Ratio metrics measure the ratio of two metrics (Count, Sum, Count Distinct, or Unit Count).

Use cases

Ratio metrics provide more nuanced understanding: revenue went up and purchase volume increased, but did revenue per purchase increase in a meaningful way?

Ratio metrics also normalize metrics. For example, if you rent out devices like scooters, you might run a scooter-level experiment but want to measure average revenue per distinct rider. You can create a metric of SUM(revenue)/COUNT_DISTINCT(rider_id) to calculate this normalized metric and reduce the influence of scooters in popular areas that get many riders.

Calculation

At the unit level, ratio metrics calculate the unit-level aggregation of both component metrics.

At the group level, the mean is the total group value of the first metric divided by the total group value of the second metric.

The denominator is not the number of units in the experiment; the normalization is by the denominator metric.

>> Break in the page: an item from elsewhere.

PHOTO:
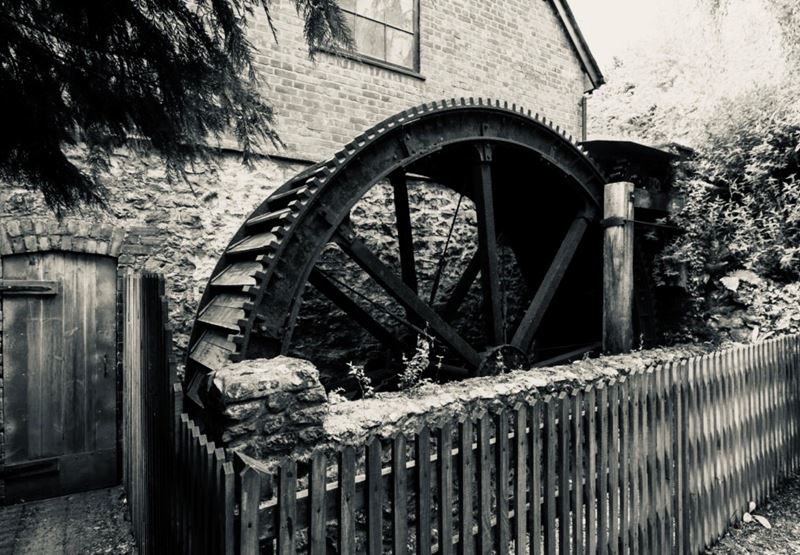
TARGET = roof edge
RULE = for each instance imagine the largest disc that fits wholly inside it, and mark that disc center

The SQL for this calculation:

sql
-- Denominator (Checkouts)
SELECT
  source_data.unit_id,
  exposure_data.group_id,
  COUNT(1) as denominator
FROM source_data
JOIN exposure_data
ON
  -- Only include users who saw the experiment
  source_data.unit_id = exposure_data.unit_id
  -- Only include data from after the user saw the experiment
  -- In this case exposure_data is already deduped to the "first exposure"
  AND source_data.timestamp >= exposure_data.timestamp
GROUP BY
  source_data.unit_id,
  exposure_data.group_id;

-- Numerator (Revenue)
SELECT
  unit_id,
  group_id,
  SUM(revenue) as numerator
FROM source_data
GROUP BY unit_id, group_id;

-- Group Level
SELECT
  group_id,
  SUM(numerator)/SUM(denominator) as mean
FROM denominator
-- full outer join depending on settings
LEFT JOIN numerator
USING (group_id)
GROUP BY group_id;

Methodology notes

Ratio metrics require adjustment because the numerator and denominator may covary at the unit level. Statsig uses the delta method to estimate this adjustment.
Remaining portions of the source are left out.